Changes in Existing Law
In compliance with subsection 12 of rule XXVI of the
Standing Rules of the Senate, changes in existing law made by
H.R. 65, as reported, are shown as follows (existing law
proposed to be omitted is enclosed in black brackets, new
matter is printed in italic, existing law in which no change is
proposed is shown in roman). Enactment of H.R. 65 would affect
no changes in existing law except the following amendments to
the Act of June 7, 1956:
Public Law 84-570
AN ACT Relating to the Lumbee Indians of North Carolina.
Whereas many Indians now living in Robeson and adjoining
counties are descendants of that once large and prosperous
tribe which occupied the lands along the Lumber River at the
time of the earliest white settlements in that section; [and]
Whereas at the time of their first contacts with the
colonists, these Indians were a well-established and
distinctive people living in European-type houses in settled
towns and communities, owning slaves and livestock, tilling the
soil, and practicing many of the arts and crafts of European
civilization; [and]
Whereas by reason of tribal legend, coupled with a
distinctive appearance and manner of speech and the frequent
recurrence among them of family names such as Oxendine,
Locklear, Chavis, Drinkwater, Bullard, Lowery, Sampson, and
others, also found on the roster of the earliest English
settlements, these Indians may, with considerable show of
reason, trace their origin to an admixture of colonial blood
with certain coastal tribes of Indians; [and]
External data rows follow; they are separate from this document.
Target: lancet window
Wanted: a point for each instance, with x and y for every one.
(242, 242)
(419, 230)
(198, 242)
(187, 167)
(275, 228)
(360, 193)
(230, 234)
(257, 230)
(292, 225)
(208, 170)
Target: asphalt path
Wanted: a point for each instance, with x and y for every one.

Whereas these people are naturally and understandably proud
of their heritage, and desirous of establishing their social
status and preserving their racial history [Now, therefore,];
Whereas the Lumbee Indians of Robeson and adjoining
counties in North Carolina are descendants of coastal North
Carolina Indian tribes, principally Cheraw, and have remained a
distinct Indian community since the time of contact with white
settlers;
Whereas since 1885 the State of North Carolina has
recognized the Lumbee Indians as an Indian tribe;
Whereas in 1956 the Congress of the United States
acknowledged the Lumbee Indians as an Indian tribe, but
withheld from the Lumbee Tribe the benefits, privileges and
immunities to which the Tribe and its members otherwise would
have been entitled by virtue of the Tribe's status as a
federally recognized tribe; and
Whereas the Congress finds that the Lumbee Indians should
now be entitled to full Federal recognition of their status as
an Indian tribe and that the benefits, privileges and
immunities that accompany such status should be accorded to the
Lumbee Tribe: Now, therefore,
Be it enacted by the Senate and House of Representatives of
the United States of America in Congress assembled, That the
Indians now residing in Robeson and adjoining counties of North
Carolina, originally found by the first white settlers on the
Lumber River in Robeson County, and claiming joint descent from
remnants of early American colonists and certain tribes of
Indians originally inhabiting the coastal regions of North
Carolina, shall, from and after the ratification of this Act,
be known and designated as Lumbee Indians of North Carolina and
shall continue to enjoy all rights, privileges, and immunities
enjoyed by them as citizens of the State of North Carolina and
of the United States as they enjoyed before the enactment of
this Act, and shall continue to be subject to all the
obligations and duties of such citizens under the laws of the
State of North Carolina and the United States. [Nothing in this
Act shall make such Indians eligible for any services performed
by the United States for Indians because of their status as
Indians, and none of the statutes of the United States which
affect Indians because of their status as Indians shall be
applicable to the Lumbee Indians.]
[SEC. 2. All laws and parts of laws in conflict with this
Act are hereby repealed.]
SEC. 2. (a) Federal recognition is hereby extended to the
Lumbee Tribe of North Carolina, as designated as petitioner
number 65 by the Office of Federal Acknowledgment. All laws and
regulations of the United States of general application to
Indians and Indian tribes shall apply to the Lumbee Tribe of
North Carolina and its members.
(b) Notwithstanding the first section, any group of Indians
in Robeson and adjoining counties, North Carolina, whose
members are not enrolled in the Lumbee Tribe of North Carolina
as determined under section 3(c), may petition under part 83 of
title 25 of the Code of Federal Regulations for acknowledgment
of tribal existence.
SEC. 3. (a) The Lumbee Tribe of North Carolina and its
members shall be eligible for all services and benefits
provided to Indians because of their status as members of a
federally recognized tribe. For the purposes of the delivery of
such services, those members of the Tribe residing in Robeson,
Cumberland, Hoke, and Scotland counties in North Carolina shall
be deemed to be residing on or near an Indian reservation.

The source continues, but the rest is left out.